PM Deems Drought Relief Efforts A Success

With rain finally starting to fall across the country, Prime Minister Hun Sen on Wednesday declared an end to the relief campaign he launched last month to counter the worst drought in decades, calling the devastating dry spell an opportunity for “lessons” in governance.

“Today, on behalf of the government and as prime minister of the Kingdom of Cambodia, I’m announcing the end of the large-scale campaign…providing water for the population,” he said at a graduation ceremony at the National Institute of Education in Phnom Penh.

Prime Minister Hun Sen delivers a speech yesterday at the National Institute of Education in Phnom Penh. (Khem Sovannara)
Prime Minister Hun Sen delivers a speech yesterday at the National Institute of Education in Phnom Penh. (Khem Sovannara)

Early signs of the drought emerged with last year’s delayed start to the rainy season, which produced below-average rainfall before farmers were hit with one of the longest dry seasons in recent memory.

As canals, ponds and wells ran dry across the country last month, the premier launched a campaign to deliver water to those in the greatest need. One hundred military trucks carrying water were deployed to areas that rely on rainwater for everything from drinking to watering crops, while governors were ordered to stay in their provinces to help until monsoon season arrived.

“In the world today, there is nobody who can control the weather,” the premier told his audience on Wednesday. “I would like to take this opportunity to say that I admire all government forces’ participation in rescuing our people who were affected by water shortages.”

The prime minister said the unprecedented severity of the drought—which killed hundreds of livestock, forced cutbacks to school hours and drastically increased health concerns—would spur new efforts to mitigate the effects of a potential repeat of the extreme weather event.

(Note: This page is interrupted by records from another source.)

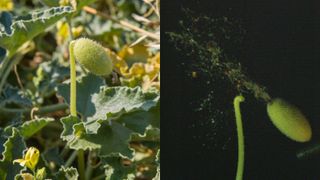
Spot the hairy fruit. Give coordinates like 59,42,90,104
267,98,312,142
73,38,113,76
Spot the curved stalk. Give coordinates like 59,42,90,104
233,95,244,180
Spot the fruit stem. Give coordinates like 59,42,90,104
78,149,85,180
69,41,84,180
233,95,244,180
69,41,77,117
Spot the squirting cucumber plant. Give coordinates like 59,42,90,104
167,10,319,180
0,0,160,180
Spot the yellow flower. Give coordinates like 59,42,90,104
21,173,34,180
13,147,40,171
0,0,14,11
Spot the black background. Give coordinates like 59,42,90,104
161,0,320,180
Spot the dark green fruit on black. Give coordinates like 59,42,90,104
73,38,113,76
267,98,312,142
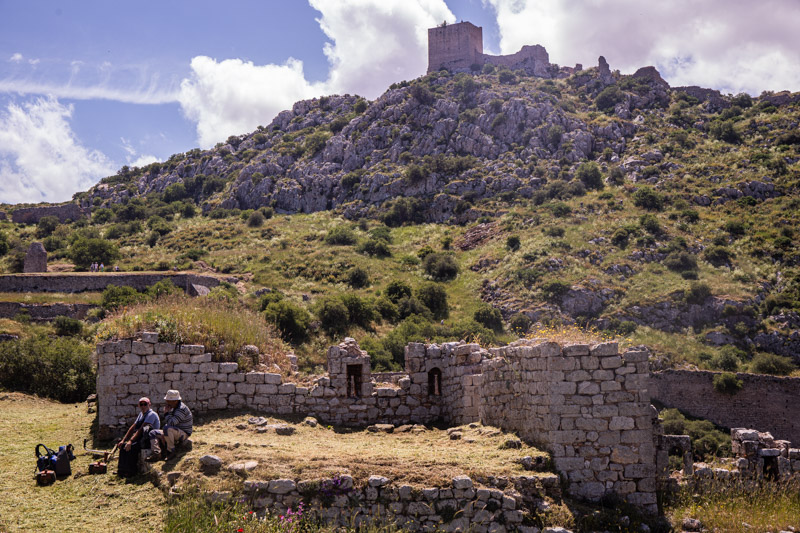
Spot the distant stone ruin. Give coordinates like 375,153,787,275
11,203,86,224
428,22,559,78
23,242,47,274
97,333,659,513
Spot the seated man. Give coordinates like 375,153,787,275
117,398,161,477
147,390,192,461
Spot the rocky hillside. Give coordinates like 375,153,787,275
1,58,800,369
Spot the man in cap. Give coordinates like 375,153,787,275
147,390,192,461
117,397,161,477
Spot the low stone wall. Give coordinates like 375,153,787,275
97,333,658,512
0,302,97,321
650,370,800,442
236,474,559,533
480,342,656,511
0,272,220,293
11,203,85,224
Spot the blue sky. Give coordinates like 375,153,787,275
0,0,800,203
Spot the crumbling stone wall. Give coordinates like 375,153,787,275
650,370,800,442
0,272,220,294
480,341,657,512
239,475,560,532
97,333,657,512
428,22,553,78
11,203,85,224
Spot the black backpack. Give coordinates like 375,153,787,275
36,444,75,477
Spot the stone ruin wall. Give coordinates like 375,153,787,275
650,370,800,443
11,203,86,224
0,272,220,294
97,333,656,512
428,22,557,78
480,343,657,512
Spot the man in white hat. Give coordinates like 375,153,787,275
147,390,192,461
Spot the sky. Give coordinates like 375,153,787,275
0,0,800,204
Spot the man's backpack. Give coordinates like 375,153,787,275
35,444,75,485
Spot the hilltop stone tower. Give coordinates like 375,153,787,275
428,22,483,73
428,22,552,78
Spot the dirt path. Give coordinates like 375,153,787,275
0,392,164,533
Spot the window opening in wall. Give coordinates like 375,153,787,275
428,368,442,396
347,365,362,398
764,457,779,481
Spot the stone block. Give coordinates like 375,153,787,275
600,355,622,370
131,341,153,355
236,382,256,396
255,385,278,395
561,344,589,357
153,342,175,354
189,353,212,365
181,344,206,355
167,353,189,364
625,464,656,479
264,372,283,385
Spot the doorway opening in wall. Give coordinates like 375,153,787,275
764,457,779,481
347,365,362,398
428,368,442,396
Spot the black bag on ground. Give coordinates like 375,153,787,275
117,441,142,477
53,444,75,477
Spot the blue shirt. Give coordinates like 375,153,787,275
136,409,161,429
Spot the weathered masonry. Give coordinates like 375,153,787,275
97,333,657,512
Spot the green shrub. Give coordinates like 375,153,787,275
703,246,733,267
264,299,311,344
750,353,797,376
472,304,503,333
416,283,450,319
508,313,533,336
92,207,114,224
542,281,571,303
53,316,83,337
663,251,697,272
639,213,661,235
373,296,399,322
633,187,664,211
316,296,350,336
347,267,369,289
384,280,411,304
247,211,264,228
100,285,144,311
0,335,95,402
422,252,458,281
713,372,743,395
68,237,119,269
611,228,630,249
36,216,61,239
685,282,711,305
575,162,604,190
325,225,356,245
708,350,740,372
357,237,392,258
397,296,433,320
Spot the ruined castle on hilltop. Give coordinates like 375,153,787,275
428,22,560,78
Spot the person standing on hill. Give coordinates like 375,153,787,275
147,390,193,461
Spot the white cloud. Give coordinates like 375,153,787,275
178,0,455,147
484,0,800,94
0,97,114,203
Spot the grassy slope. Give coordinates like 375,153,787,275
0,393,164,532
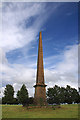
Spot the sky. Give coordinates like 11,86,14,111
0,2,78,97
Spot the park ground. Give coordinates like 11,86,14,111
2,104,79,118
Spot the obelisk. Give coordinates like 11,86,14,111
34,32,47,105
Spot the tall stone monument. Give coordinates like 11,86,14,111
34,32,47,105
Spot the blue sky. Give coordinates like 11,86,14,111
0,2,78,96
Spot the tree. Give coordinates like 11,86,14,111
17,84,29,106
47,85,61,104
3,84,14,104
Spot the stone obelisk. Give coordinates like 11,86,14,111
34,32,47,105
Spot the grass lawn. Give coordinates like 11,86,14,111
2,104,78,118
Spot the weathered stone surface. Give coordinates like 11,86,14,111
34,32,47,105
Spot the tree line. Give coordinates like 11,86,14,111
2,84,80,106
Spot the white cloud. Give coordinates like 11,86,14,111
0,3,78,96
1,45,78,96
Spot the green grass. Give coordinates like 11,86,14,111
2,104,78,118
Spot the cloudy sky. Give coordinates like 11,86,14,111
0,2,78,97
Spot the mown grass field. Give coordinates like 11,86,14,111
2,104,78,118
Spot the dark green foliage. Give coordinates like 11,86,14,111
28,97,34,104
0,98,2,104
17,84,29,106
2,84,14,104
47,85,80,104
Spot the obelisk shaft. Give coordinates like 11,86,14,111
34,32,46,105
36,32,44,84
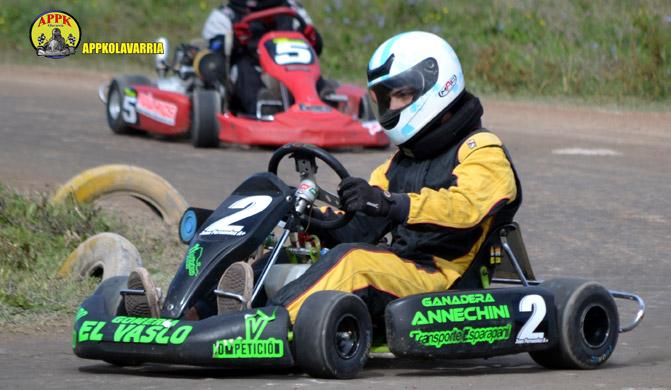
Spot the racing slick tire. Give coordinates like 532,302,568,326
191,89,221,148
57,233,142,281
294,291,372,379
529,278,620,369
105,76,152,134
93,275,128,317
51,165,189,225
93,275,142,367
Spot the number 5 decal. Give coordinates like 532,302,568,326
200,195,273,236
515,294,548,344
275,40,312,65
121,95,137,124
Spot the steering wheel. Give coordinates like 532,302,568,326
268,143,354,229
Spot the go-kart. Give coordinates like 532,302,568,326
73,144,645,378
99,7,389,148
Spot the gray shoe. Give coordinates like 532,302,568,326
217,261,254,315
124,267,161,318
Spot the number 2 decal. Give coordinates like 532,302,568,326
200,195,273,236
515,294,548,344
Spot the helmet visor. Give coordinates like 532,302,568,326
369,58,438,130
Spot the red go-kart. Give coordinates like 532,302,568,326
99,7,389,148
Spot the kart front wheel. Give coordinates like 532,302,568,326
294,291,372,379
530,278,620,369
191,90,221,148
106,76,151,134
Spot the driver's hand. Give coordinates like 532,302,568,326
338,177,410,222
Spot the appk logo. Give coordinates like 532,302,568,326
30,10,81,58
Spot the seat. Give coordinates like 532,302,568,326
450,222,536,290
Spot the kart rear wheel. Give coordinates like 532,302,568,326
93,275,128,317
529,278,620,369
106,76,151,134
191,90,221,148
294,291,372,379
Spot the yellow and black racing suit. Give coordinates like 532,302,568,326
271,92,521,322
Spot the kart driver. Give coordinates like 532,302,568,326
202,0,323,115
127,32,522,322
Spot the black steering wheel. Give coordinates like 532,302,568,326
268,143,354,229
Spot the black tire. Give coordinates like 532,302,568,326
529,278,620,370
105,76,151,134
93,275,128,316
294,291,372,379
191,90,221,148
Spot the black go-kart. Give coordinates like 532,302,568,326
73,144,645,378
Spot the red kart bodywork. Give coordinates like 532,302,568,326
219,31,389,148
129,85,191,136
106,7,389,148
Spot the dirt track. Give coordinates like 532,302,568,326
0,67,671,389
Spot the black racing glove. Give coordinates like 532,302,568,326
338,177,410,222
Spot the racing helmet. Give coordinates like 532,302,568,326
368,31,465,145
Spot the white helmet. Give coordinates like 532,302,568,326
368,31,465,145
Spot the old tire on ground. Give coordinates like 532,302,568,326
530,278,620,369
105,76,151,134
191,90,221,148
58,233,142,281
51,165,189,225
294,291,372,379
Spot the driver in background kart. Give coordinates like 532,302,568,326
202,0,325,115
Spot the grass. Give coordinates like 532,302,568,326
0,0,671,105
0,185,183,329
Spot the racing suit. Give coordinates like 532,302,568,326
271,92,522,322
202,0,322,115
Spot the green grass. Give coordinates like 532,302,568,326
0,185,183,329
0,0,671,104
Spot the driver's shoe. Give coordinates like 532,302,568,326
124,267,161,318
217,261,254,315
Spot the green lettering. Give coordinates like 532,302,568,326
170,325,193,345
156,327,170,344
123,325,144,343
412,311,429,326
114,324,135,343
450,307,464,322
89,321,107,341
140,325,162,344
79,321,97,342
464,306,480,321
426,310,445,324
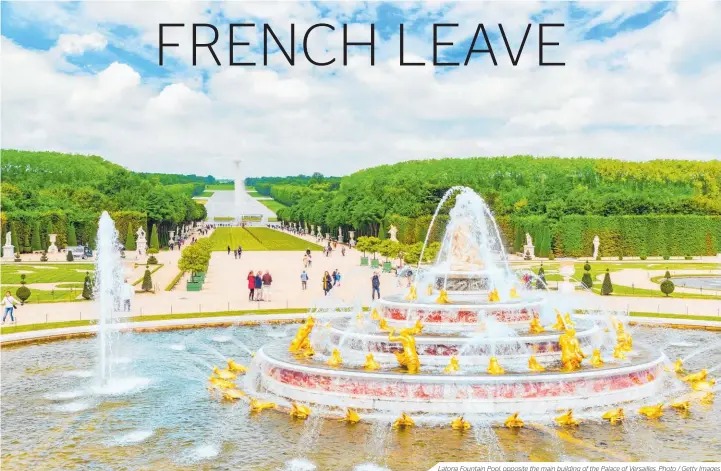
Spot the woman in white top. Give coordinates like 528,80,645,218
2,291,18,324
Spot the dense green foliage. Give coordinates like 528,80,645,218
0,149,208,252
262,156,721,257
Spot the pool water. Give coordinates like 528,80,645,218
1,325,721,471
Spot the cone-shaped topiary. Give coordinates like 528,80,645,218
661,278,676,296
68,223,78,247
125,223,136,250
143,268,153,291
536,264,546,289
83,272,93,299
150,224,160,250
601,268,613,296
30,222,43,251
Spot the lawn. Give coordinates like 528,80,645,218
210,227,322,251
205,183,235,191
0,262,95,284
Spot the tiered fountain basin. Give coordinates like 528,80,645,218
377,293,544,332
321,319,603,367
248,342,667,418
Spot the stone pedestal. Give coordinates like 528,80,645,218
523,245,536,260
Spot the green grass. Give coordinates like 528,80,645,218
592,280,721,300
210,227,322,252
0,262,95,284
1,284,85,304
205,183,235,191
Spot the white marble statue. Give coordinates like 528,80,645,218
48,234,58,253
388,226,398,242
135,227,148,255
593,236,601,260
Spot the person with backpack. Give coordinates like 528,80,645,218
2,291,22,324
371,271,381,300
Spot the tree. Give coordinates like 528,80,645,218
83,272,93,299
30,222,43,252
125,222,137,250
661,278,676,296
150,224,160,250
15,273,32,304
143,268,153,292
68,223,78,247
536,264,547,289
601,268,613,296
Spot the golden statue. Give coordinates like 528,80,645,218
601,407,626,425
393,412,416,428
528,316,546,334
288,316,315,353
250,398,275,412
378,317,393,332
553,409,580,427
443,355,461,373
613,345,626,360
228,358,248,374
503,412,526,428
589,348,603,368
638,403,663,419
616,322,633,352
451,416,471,430
551,309,566,332
691,379,716,391
363,353,381,371
558,328,586,371
436,289,451,304
448,221,483,271
388,330,421,374
328,348,343,368
339,407,360,424
223,389,245,401
213,366,235,381
486,357,506,375
681,368,708,383
289,402,310,420
701,391,713,404
669,399,691,412
528,355,546,373
401,319,423,335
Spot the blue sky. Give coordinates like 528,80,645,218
0,2,721,174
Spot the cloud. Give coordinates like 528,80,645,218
2,2,721,181
56,32,108,54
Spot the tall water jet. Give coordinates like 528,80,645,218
94,211,123,384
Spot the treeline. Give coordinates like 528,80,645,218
0,149,207,252
272,156,721,255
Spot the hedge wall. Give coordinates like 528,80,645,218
2,211,147,253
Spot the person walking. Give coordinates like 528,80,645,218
255,270,263,301
323,271,333,296
371,271,381,301
2,291,18,324
120,278,133,312
262,270,273,301
248,270,255,301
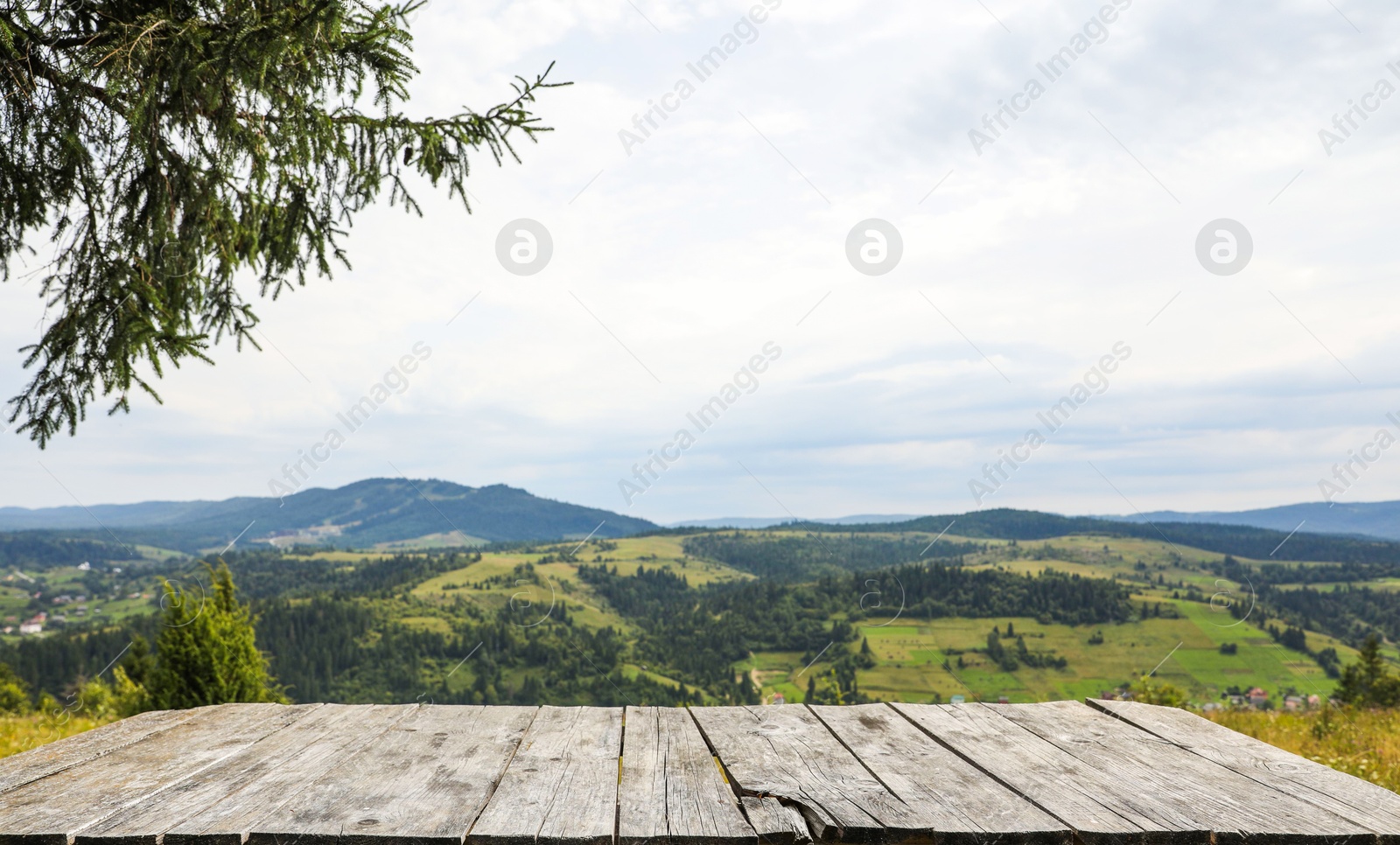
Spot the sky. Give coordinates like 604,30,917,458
0,0,1400,522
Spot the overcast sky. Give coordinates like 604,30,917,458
0,0,1400,522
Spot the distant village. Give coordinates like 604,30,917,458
0,562,151,637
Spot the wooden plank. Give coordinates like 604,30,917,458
618,707,758,845
996,701,1376,845
739,794,812,845
690,705,929,842
891,703,1209,845
0,708,194,792
467,707,621,845
1087,700,1400,845
248,705,537,845
77,703,413,845
0,703,317,845
812,703,1073,845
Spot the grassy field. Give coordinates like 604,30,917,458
1209,709,1400,792
744,534,1372,702
411,537,753,632
0,714,112,757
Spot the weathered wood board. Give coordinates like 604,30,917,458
0,701,1382,845
467,707,621,845
812,703,1074,845
996,701,1375,845
690,705,933,842
1088,698,1400,845
893,703,1211,845
248,705,535,845
0,703,318,845
618,707,758,845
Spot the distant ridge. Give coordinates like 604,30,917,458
667,513,919,529
1103,501,1400,540
0,478,658,550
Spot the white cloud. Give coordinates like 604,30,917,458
0,0,1400,520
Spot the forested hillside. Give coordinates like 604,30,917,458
0,523,1400,713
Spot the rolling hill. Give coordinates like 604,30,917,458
1106,502,1400,540
0,478,656,550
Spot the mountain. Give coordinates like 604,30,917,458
1104,502,1400,540
0,478,658,550
667,513,917,529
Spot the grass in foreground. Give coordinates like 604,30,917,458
0,714,116,757
1208,708,1400,792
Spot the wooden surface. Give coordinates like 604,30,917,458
0,701,1400,845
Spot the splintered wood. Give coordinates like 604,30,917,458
0,701,1400,845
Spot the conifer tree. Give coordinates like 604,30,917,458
147,564,285,709
0,0,568,448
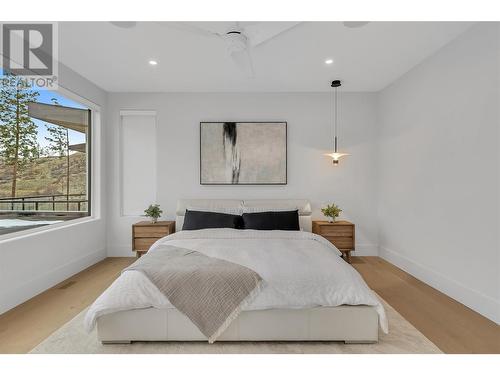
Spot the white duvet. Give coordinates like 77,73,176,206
84,229,388,333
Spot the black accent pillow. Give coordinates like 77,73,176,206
242,210,300,230
182,210,242,230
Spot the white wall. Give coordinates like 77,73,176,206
378,24,500,322
0,66,106,314
107,93,378,256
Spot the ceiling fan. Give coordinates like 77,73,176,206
111,21,368,77
162,22,300,77
111,21,300,77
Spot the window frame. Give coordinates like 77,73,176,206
0,85,102,244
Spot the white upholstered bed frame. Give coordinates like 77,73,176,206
97,199,379,344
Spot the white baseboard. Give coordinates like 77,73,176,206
379,247,500,324
351,244,378,256
106,245,135,257
0,249,106,314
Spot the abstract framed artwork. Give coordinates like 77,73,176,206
200,122,287,185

“This year’s experiences and lessons give us a lot that we can use to prepare for long-term combat in the future,” he said, comparing this year’s drought to devastating floods in 2000 that led the government to alter the way roads and public buildings were constructed.

“The activities of digging new wells and ponds, restoring existing wells and ponds, as well as digging to create canals must continue,” he said.

Council of Ministers spokesman Phay Siphan declined to expand on the government’s future drought alleviation plans or say how much money would be spent expanding the country’s irrigation systems, referring a reporter to the Ministry of Water Resources.

Water Resources Ministry spokesman Chan Youtha could not be reached.

The U.N. Development Program (UNDP), however, said that while the current drought provided insight into the institutional changes Cambodia would have to undergo in order to prepare for future natural disasters, the country lacked the infrastructure to foresee such occurrences.

“The current drought does give an idea of the institutional challenges that Cambodia will have to deal with, in the face of climate change, over the coming decades,” UNDP Cambodia’s head of policy Napoleon Navarro said in an email.

A lack of Automatic Weather Stations or stations to measure river water levels made it impossible to provide sufficient and relevant forecasts, Mr. Navarro said.

“Such information is critical for generating advisor[ies] and guiding public action down to the provincial, district, and commune levels,” he said.

Additionally, he said, “no single ministry is able to translate these medium-term forecasts into specific public advisories/actions on water allocation and farming ahead of time.”

Opposition lawmaker Son Chhay said the government had long poured money into irrigation systems without getting proper results and should conduct research and work alongside experts to effectively prevent the same problems from recurring.

“They do not listen to the experts enough,” Mr. Chhay said, adding that the government should have been better prepared considering severe drought warnings were sounded early last year and acknowledged by the Water Resources Ministry, which said action was needed.

“But they didn’t do it, and they waited until the drought hit the people,” he said, adding that the efforts to deliver water to communities were politically motivated. “They just use this as a type of propaganda—this sort of providing clean water for drinking to the villages.”